En un momento alguien se pregunta: si no hubiera canto, ¿qué haríamos nosotros con la violencia? La violencia es lo contrario a todo lo que detrás del vallenato, parece sugerir este hombre, o tal vez lo que quiere decir es que la música permite de mejor manera lidiar con lo que agobia a estas sociedades. Y es muy posible que tenga razón: los territorios del vallenato, el valle que va de la Sierra Nevada a la serranía del Perijá, han sido con frecuencia duramente golpeados por nuestra guerra. “En este país hay ocho millones de desplazados”, dice alguien en un momento. “¿Cuántos Leandros Díaz, cuántos Rafaeles Escalona habrá entre ellos?” Cualquiera reconocerá la validez de la pregunta, sobre todo en zonas donde darle un acordeón a un niño —y esto dicho, y comprobado, sin idealismos ni ingenuidades— puede muy bien robárselo para siempre a las garras de las bandas ilegales. La película conmemora en los créditos finales a todos los que hicieron parte de esta historia y ya no están. El nombre de Consuelo Araújo Noguera estremecerá, seguramente, a los muchos que todavía la recuerdan.

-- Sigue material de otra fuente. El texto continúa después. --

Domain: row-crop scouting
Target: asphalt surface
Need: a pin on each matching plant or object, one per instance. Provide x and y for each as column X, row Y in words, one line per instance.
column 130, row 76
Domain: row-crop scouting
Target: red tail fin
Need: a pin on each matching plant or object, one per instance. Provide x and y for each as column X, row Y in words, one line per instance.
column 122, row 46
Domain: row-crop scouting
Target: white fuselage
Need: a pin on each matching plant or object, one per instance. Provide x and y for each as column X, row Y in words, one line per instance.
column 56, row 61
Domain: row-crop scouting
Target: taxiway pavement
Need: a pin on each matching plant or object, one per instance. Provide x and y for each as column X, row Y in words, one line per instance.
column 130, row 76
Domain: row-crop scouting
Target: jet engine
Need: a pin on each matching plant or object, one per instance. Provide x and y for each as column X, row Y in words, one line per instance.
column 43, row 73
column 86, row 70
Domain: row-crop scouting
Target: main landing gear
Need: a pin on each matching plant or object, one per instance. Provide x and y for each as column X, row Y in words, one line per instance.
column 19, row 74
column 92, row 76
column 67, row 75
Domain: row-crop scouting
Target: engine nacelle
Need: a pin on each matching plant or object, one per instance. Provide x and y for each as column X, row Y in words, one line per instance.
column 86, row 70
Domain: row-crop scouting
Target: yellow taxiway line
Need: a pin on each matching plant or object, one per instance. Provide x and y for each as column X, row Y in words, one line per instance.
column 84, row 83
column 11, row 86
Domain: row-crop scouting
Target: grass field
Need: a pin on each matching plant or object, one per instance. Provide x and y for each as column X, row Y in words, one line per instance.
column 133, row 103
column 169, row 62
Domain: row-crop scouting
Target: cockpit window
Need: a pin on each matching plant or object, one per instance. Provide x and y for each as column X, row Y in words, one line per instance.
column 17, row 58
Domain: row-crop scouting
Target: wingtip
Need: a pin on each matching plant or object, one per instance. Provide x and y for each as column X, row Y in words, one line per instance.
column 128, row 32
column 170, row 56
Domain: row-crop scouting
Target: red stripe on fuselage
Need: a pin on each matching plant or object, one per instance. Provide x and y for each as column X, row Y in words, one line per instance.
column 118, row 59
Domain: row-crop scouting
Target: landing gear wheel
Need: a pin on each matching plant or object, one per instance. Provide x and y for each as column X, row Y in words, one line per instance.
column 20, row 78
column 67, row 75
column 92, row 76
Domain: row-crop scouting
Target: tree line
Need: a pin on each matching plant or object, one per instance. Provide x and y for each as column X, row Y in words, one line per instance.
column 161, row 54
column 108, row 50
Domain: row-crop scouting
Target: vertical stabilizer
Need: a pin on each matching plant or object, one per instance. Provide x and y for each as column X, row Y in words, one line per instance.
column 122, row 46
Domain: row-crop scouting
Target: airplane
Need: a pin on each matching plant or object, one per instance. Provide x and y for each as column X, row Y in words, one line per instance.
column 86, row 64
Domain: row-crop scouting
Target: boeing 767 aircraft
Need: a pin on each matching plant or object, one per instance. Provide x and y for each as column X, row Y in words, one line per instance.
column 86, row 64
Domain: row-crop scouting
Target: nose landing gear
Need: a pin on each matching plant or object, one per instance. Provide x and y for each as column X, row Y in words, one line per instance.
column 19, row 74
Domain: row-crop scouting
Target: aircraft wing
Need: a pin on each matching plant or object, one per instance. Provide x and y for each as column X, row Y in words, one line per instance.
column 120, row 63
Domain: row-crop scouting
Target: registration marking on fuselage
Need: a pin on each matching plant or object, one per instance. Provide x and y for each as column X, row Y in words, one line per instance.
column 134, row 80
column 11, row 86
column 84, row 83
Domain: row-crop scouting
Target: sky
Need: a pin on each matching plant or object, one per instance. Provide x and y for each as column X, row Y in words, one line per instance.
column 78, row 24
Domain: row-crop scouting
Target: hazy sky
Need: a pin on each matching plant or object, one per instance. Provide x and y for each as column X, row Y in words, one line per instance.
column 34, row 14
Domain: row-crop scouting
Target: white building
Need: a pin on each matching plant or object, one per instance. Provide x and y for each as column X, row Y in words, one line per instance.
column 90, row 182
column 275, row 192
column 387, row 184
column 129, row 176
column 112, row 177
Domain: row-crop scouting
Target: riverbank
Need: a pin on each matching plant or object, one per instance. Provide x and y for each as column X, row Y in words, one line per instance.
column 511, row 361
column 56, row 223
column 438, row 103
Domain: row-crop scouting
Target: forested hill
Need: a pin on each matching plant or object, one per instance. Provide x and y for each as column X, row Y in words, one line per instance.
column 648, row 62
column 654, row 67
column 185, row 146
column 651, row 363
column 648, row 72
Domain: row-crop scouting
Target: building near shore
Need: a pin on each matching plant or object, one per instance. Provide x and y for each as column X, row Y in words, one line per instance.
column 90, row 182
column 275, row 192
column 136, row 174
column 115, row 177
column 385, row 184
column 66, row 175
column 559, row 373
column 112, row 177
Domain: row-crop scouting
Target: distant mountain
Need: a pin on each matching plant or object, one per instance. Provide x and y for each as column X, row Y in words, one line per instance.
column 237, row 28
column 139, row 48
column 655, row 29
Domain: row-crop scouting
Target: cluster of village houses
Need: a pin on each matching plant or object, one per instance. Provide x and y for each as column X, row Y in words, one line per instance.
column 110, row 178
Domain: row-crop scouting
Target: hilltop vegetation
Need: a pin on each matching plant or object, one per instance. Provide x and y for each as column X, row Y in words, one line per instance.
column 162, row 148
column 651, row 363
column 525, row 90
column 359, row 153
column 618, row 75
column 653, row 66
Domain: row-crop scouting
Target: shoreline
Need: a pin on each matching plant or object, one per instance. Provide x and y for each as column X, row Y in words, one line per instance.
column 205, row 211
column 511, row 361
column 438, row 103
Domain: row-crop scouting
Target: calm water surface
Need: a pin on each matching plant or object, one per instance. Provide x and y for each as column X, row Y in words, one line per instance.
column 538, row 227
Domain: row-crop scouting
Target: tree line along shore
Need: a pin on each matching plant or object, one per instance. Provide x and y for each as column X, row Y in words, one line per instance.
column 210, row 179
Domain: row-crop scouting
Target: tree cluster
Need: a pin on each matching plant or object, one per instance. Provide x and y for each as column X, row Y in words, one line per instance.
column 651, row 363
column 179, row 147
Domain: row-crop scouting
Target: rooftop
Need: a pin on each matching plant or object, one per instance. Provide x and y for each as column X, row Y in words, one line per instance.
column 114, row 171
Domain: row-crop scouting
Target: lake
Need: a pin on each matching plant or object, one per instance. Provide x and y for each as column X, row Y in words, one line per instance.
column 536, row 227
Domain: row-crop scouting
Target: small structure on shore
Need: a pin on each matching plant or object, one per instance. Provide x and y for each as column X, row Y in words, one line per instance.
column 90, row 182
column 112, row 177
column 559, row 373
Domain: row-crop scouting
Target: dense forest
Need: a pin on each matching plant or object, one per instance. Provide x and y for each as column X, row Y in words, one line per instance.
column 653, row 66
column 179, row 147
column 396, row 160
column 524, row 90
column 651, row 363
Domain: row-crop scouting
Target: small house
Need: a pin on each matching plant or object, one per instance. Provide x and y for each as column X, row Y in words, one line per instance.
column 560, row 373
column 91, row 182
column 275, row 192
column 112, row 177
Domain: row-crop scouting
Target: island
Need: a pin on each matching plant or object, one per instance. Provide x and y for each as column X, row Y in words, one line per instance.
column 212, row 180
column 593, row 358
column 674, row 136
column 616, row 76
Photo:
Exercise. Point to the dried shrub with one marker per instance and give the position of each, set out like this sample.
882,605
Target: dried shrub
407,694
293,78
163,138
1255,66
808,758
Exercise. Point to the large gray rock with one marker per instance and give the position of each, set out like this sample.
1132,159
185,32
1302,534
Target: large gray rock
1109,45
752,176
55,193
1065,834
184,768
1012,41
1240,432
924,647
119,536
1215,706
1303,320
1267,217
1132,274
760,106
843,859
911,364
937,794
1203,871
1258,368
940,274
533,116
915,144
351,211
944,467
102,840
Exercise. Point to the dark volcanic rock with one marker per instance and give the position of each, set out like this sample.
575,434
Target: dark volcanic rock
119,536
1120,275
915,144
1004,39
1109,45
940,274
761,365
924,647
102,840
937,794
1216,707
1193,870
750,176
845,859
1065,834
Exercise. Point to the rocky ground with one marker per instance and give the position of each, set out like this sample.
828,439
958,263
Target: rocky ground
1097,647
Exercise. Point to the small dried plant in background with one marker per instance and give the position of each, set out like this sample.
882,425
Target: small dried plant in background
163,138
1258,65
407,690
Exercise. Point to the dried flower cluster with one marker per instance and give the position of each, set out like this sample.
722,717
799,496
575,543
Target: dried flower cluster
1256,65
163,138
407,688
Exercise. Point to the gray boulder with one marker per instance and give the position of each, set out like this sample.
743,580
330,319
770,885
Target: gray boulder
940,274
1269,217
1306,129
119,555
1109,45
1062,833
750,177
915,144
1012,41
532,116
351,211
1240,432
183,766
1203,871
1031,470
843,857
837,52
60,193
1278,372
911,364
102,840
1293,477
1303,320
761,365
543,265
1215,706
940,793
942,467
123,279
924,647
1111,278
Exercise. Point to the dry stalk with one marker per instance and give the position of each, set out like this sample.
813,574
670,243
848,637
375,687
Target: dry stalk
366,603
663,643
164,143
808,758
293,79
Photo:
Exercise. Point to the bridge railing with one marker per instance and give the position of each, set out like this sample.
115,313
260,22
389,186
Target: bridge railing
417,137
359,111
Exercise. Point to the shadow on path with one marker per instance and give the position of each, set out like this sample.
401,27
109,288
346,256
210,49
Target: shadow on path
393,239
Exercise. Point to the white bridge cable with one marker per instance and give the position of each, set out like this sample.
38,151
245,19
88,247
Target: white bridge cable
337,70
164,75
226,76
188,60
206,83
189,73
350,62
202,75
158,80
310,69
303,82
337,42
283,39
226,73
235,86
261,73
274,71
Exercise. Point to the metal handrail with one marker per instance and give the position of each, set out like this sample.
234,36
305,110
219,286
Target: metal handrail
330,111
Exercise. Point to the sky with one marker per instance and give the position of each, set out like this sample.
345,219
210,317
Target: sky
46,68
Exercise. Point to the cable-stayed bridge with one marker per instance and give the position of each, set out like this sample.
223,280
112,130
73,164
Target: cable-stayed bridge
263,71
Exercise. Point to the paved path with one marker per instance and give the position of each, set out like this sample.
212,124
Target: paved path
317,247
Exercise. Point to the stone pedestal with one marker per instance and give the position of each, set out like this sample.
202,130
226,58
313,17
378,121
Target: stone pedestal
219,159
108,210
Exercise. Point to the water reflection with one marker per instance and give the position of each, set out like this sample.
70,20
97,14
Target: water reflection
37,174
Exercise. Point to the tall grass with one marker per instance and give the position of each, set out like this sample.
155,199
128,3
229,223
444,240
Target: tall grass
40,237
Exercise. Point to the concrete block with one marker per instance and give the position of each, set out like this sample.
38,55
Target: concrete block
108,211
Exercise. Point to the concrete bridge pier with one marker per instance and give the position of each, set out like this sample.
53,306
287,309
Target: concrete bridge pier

Pero acaso lo que más me gusta del documental de Martín Nova no es ninguna de estas zonas de interés, sino las voces: las voces de estos testigos y protagonistas de la historia riquísima del vallenato. Claro, el vallenato es sobre todo una música narrativa: cuenta cuentos y los cuenta muy bien. O, por decirlo de otra forma, los viejos juglares son juglares, pero sobre todo son cronistas: gente apegada, como se dice en alguna parte, a “la idea de echar noticias”, primero en su comarca y luego saliendo de ella. Lo que hay en el documental es también eso: todo el mundo cuenta historias. Las cuenta Sergio Moya Molina hablando de “La celosa”, y las cuenta Nafer Durán dando una clase magistral sobre los cuatro aires del vallenato, y las cuenta Beto Murgas hablando de la historia del acordeón, y las cuenta también Carlos Vives, que muy bien explica el fenómeno que tuvo lugar cuando él y los suyos tomaron el folclor de toda la vida y lo convirtieron en otra cosa, rupturista y a la vez respetuosa.
La parranda es como el diablo, dice alguien: todo el mundo habla de ella, pero nadie sabe. Tal vez eso es lo primero que pasa con este documental: que terminamos de verlo con la impresión de saber. Y no es la única razón por la que valen la pena estas dos horas de leyenda.